MARINETTE—With the energies of public promotion, placing posters and campaigning platforms all wrapped up, and the election results for the 2020 spring election securely tabulated, the real work now lies ahead for those still in office and those new faces on the City of Marinette Common Council.

At the level of community leadership, the work always lies ahead.

A few simple words pulled from a popular children’s storybook by a well-known author epitomizes the purpose and drive empowering one to enter a community leadership position:

“Unless someone like you cares a whole awful lot, nothing is going to get better. It’s not.”The Lorax, by Dr. Seuss, 1971.

Tuesday afternoon, Marinette Municipal Judge Peter Noppenberg administered the oath of office to four of Marinette’s Common Council community leaders as they begin a three-year term of office, inaugurating the city government’s 134{sup}th{/sup} year.

Mayor Steve Genisot, Ward 2 Alderperson Jeffrey Skorik and Ward 6 Alderperson Debbie Klegin all represented incumbent officials sworn in at the Annual Reorganization for the city leadership. Additionally, the council gained some fresh façade to its community dedication with the addition of Ward 5 Alderperson Liz Mikutowski, who begins her very first term on the council after defeating incumbent Wally Hitt at the April 6 ballot box 122 votes to 89.

Following the oath, Noppenberg offered the EagleHerald an insight into the weight and meaning behind the words of the oath; words that commit each member to the promise of faithfully discharging the duties of his or her respective offices.

“I think (the meaning) is pretty self-explanatory,” Noppenberg said. “It is what we do. It is important. It’s all about accountability.”

He further emphasized that when an elected official takes the oath of office they are promising to support the constitution of the United States and the Constitution of Wisconsin.

“And you take this oath before God,” he said. “That is the back-stop.
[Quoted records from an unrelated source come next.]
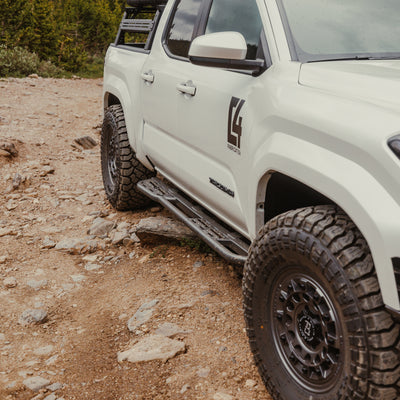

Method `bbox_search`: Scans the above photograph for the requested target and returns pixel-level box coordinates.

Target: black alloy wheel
[243,205,400,400]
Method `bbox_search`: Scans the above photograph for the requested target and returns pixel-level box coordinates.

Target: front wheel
[243,206,400,400]
[101,104,155,211]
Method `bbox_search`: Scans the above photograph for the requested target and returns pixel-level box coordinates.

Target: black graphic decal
[228,97,245,154]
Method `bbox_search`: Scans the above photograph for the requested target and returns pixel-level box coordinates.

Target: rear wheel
[101,105,155,211]
[243,206,400,400]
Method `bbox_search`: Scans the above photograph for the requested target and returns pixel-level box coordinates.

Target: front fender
[249,132,400,310]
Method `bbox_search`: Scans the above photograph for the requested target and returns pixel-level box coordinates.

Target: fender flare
[249,132,400,310]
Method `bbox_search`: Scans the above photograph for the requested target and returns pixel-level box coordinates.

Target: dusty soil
[0,78,270,400]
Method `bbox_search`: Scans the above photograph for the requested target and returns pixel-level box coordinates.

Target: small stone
[213,392,233,400]
[118,335,186,363]
[0,142,18,157]
[3,276,18,289]
[70,275,86,283]
[193,261,204,268]
[45,354,58,365]
[23,376,50,392]
[42,236,56,249]
[12,172,27,190]
[127,300,158,332]
[85,263,102,271]
[156,322,188,338]
[19,309,47,325]
[82,254,98,263]
[88,218,115,237]
[196,367,210,378]
[47,382,64,392]
[39,165,55,178]
[33,344,54,356]
[0,228,17,237]
[111,231,130,246]
[26,279,47,290]
[55,239,99,254]
[180,383,190,394]
[136,217,196,241]
[244,379,257,389]
[117,221,131,232]
[74,135,97,150]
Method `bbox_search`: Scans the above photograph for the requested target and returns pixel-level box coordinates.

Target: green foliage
[0,45,40,76]
[0,0,126,76]
[0,44,65,78]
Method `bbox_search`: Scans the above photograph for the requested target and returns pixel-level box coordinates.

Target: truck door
[144,0,270,232]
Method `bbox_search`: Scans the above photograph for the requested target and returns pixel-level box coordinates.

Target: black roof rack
[115,0,168,51]
[126,0,168,7]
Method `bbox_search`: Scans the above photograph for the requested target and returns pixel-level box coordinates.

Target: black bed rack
[115,0,167,50]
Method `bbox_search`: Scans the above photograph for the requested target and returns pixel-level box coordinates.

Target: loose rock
[0,228,17,237]
[118,335,186,363]
[88,218,115,237]
[33,344,54,356]
[47,382,64,392]
[127,300,158,332]
[55,239,99,254]
[3,276,18,289]
[156,322,188,338]
[23,376,50,392]
[19,309,47,325]
[0,142,18,157]
[42,236,56,249]
[74,136,97,150]
[244,379,257,389]
[136,217,196,241]
[213,392,233,400]
[26,279,47,290]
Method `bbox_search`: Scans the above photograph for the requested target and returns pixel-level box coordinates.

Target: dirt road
[0,78,270,400]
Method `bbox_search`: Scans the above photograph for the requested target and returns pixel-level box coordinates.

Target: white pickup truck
[101,0,400,400]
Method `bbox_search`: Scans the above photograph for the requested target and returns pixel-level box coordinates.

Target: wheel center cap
[298,314,316,343]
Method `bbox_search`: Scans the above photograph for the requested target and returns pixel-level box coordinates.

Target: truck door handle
[141,71,154,83]
[176,81,196,96]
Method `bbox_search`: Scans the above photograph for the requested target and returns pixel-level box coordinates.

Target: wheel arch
[251,135,400,310]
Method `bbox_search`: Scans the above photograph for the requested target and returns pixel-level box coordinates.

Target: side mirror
[189,32,265,72]
[189,32,247,60]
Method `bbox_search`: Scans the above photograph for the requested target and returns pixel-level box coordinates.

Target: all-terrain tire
[243,206,400,400]
[101,104,155,211]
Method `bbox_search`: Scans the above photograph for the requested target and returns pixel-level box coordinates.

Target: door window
[166,0,203,58]
[205,0,262,60]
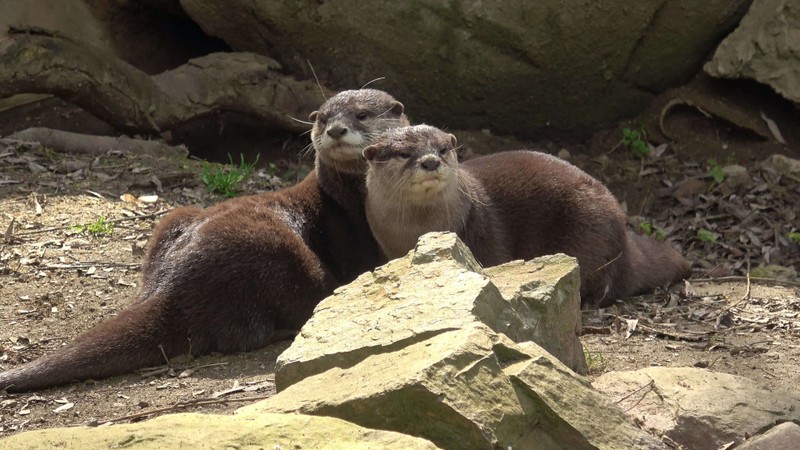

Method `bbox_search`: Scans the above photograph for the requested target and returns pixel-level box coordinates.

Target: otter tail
[625,231,692,296]
[0,297,183,392]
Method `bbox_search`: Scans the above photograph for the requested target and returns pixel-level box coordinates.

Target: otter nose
[419,158,440,171]
[326,125,347,139]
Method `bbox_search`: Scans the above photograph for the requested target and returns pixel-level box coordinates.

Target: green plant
[697,228,719,242]
[708,158,725,184]
[200,153,261,197]
[583,347,608,373]
[70,216,114,236]
[622,127,650,159]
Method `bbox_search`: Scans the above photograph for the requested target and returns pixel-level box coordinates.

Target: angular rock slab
[484,254,587,374]
[237,323,663,449]
[593,367,800,448]
[275,233,586,391]
[0,414,437,450]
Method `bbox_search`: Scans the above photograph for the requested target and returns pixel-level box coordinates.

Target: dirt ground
[0,96,800,437]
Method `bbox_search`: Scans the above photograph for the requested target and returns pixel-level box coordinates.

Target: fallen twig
[12,210,169,237]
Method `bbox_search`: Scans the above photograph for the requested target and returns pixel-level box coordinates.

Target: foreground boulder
[247,233,661,449]
[0,414,437,450]
[238,324,663,449]
[594,367,800,449]
[275,233,586,391]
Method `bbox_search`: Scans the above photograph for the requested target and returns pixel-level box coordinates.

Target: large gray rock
[275,233,586,391]
[593,367,800,449]
[181,0,750,137]
[705,0,800,103]
[0,414,437,450]
[242,324,663,449]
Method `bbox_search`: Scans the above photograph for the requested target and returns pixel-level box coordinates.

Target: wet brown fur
[0,90,407,392]
[368,127,691,306]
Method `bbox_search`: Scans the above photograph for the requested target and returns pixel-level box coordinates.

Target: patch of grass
[200,153,261,197]
[697,228,719,242]
[69,216,114,236]
[708,158,725,184]
[622,127,650,159]
[583,347,608,373]
[639,222,667,241]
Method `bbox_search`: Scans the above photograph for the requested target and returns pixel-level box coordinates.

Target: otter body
[0,90,407,392]
[364,126,690,306]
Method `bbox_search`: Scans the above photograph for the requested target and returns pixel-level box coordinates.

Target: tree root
[0,28,322,134]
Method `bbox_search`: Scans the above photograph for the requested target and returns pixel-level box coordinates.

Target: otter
[364,125,691,307]
[0,89,408,392]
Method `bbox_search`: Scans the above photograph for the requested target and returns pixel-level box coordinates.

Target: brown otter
[364,125,690,306]
[0,90,408,392]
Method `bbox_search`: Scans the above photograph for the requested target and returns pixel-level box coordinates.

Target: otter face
[364,125,459,205]
[308,89,408,173]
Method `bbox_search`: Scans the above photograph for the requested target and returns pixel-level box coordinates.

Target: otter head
[308,89,409,173]
[364,125,459,205]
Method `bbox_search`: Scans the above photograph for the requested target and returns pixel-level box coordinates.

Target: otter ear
[392,102,406,116]
[362,145,378,161]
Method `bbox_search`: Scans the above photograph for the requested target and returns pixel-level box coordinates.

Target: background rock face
[181,0,750,136]
[705,0,800,103]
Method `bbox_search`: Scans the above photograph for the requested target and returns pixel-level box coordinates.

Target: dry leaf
[53,402,75,414]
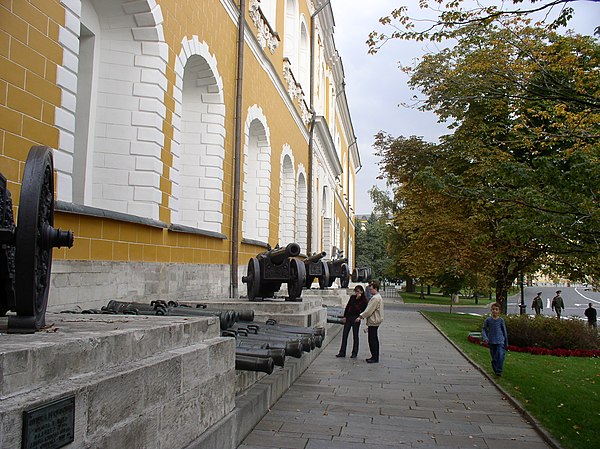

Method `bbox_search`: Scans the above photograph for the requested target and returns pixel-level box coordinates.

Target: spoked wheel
[242,257,260,301]
[288,259,306,301]
[340,263,350,288]
[319,262,329,290]
[9,146,73,333]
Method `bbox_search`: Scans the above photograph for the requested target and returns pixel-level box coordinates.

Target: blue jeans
[490,344,506,374]
[367,326,379,362]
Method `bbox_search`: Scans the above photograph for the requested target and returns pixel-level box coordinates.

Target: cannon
[0,146,73,334]
[352,267,373,282]
[235,353,274,374]
[221,329,304,359]
[101,300,254,330]
[327,307,344,324]
[242,243,306,301]
[327,257,350,288]
[303,251,329,289]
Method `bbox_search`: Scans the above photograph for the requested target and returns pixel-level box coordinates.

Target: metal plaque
[21,396,75,449]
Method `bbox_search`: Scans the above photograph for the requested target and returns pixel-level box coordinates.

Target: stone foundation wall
[48,260,240,311]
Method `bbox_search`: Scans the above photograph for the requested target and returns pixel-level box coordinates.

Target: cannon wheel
[246,257,260,301]
[287,259,306,301]
[319,263,329,290]
[340,263,350,288]
[9,146,54,332]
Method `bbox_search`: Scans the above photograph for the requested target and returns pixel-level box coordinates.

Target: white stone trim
[242,105,271,243]
[279,144,296,246]
[169,36,226,232]
[295,164,308,254]
[56,0,168,219]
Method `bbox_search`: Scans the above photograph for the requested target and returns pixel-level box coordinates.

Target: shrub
[482,315,600,351]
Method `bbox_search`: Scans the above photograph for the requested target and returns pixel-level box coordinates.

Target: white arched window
[298,16,310,95]
[295,165,309,254]
[170,37,225,232]
[279,145,296,246]
[260,0,277,31]
[242,105,271,243]
[283,0,299,69]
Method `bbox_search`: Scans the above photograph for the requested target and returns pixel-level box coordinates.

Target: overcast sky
[331,0,600,214]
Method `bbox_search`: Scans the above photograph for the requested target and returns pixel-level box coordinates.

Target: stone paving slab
[238,309,551,449]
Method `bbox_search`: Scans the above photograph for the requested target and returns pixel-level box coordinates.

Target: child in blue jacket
[481,303,508,376]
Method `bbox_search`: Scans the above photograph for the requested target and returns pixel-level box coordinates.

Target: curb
[419,312,563,449]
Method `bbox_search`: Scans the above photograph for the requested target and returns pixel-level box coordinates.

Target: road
[384,285,600,319]
[508,285,600,319]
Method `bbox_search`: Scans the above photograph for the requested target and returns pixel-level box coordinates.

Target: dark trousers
[490,344,506,374]
[367,326,379,362]
[340,317,360,356]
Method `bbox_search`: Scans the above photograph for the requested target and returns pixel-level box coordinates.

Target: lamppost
[519,271,525,315]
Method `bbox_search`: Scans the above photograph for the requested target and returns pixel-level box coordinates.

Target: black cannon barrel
[235,335,304,359]
[235,346,285,366]
[102,300,168,315]
[259,243,300,265]
[265,318,326,337]
[229,326,316,352]
[327,257,348,265]
[304,251,327,263]
[235,354,275,374]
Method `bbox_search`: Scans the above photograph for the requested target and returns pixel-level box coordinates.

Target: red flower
[467,335,600,357]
That is what keeps us all doing things in a respectful and honest fashion.”

According to a 2017 article in the Journal of Leadership Education, “community development is one of the most productive ways to improve the lives and livelihoods of individuals within a community.” In a similar fashion to Dr. Suess’s quote from “The Lorax,” the article continues by stating, evidence shows that “an effective mechanism” for enabling successful community development begins with community leaders.

“At the municipal level, or at the local level, that is the most personal,” he said. “That is where people like you and I can get together and discuss things and look each other in the eyes and give an opinion. The higher up the ladder you go, at the state and federal level, it is more impersonal.”
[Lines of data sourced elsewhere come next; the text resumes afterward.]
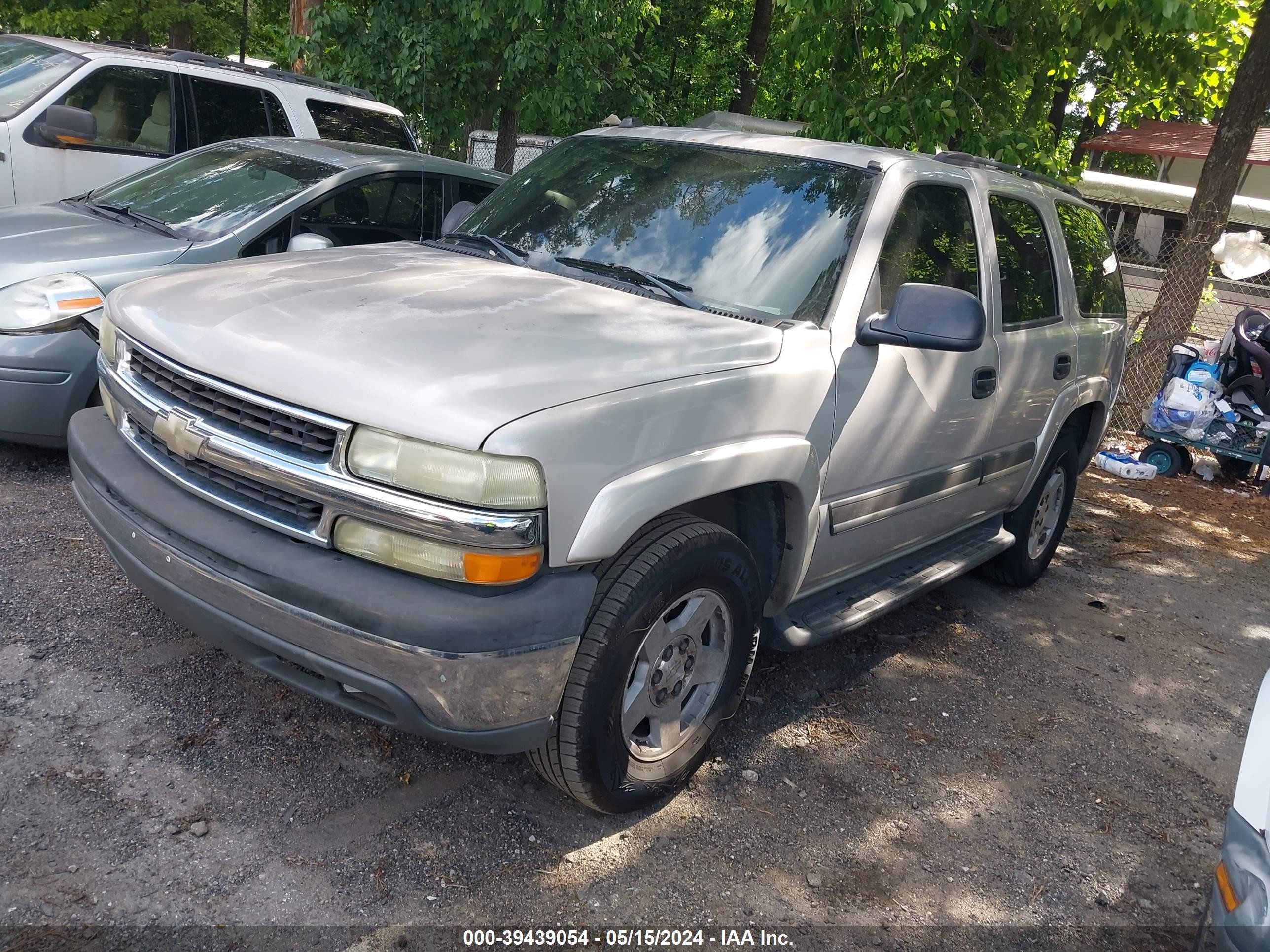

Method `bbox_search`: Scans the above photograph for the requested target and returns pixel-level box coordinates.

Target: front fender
[567,437,820,600]
[1010,377,1113,509]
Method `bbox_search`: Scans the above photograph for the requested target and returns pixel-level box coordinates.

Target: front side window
[1054,202,1125,317]
[300,175,442,245]
[0,37,84,119]
[89,142,339,241]
[878,185,979,311]
[58,66,173,155]
[189,76,269,146]
[455,179,494,204]
[309,99,418,152]
[988,196,1058,330]
[462,136,875,321]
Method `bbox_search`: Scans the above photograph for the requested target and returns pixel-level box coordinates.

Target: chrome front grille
[132,350,339,460]
[98,334,545,549]
[136,427,322,531]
He further explained that while at the federal and state level, information can be communicated across a wider base, it can also be misunderstood on a wider scale.

In other annual reorganization business, the new Council re-elected Dorothy Kowalski for a one-year term as Council President and voted Jeffrey Skorik to retain his seat as the Common Council Plan Commission Representative, which also represents a one-year term.

So to community leaders, one can surely tip his hat, with community leaders success can begin, and that is that.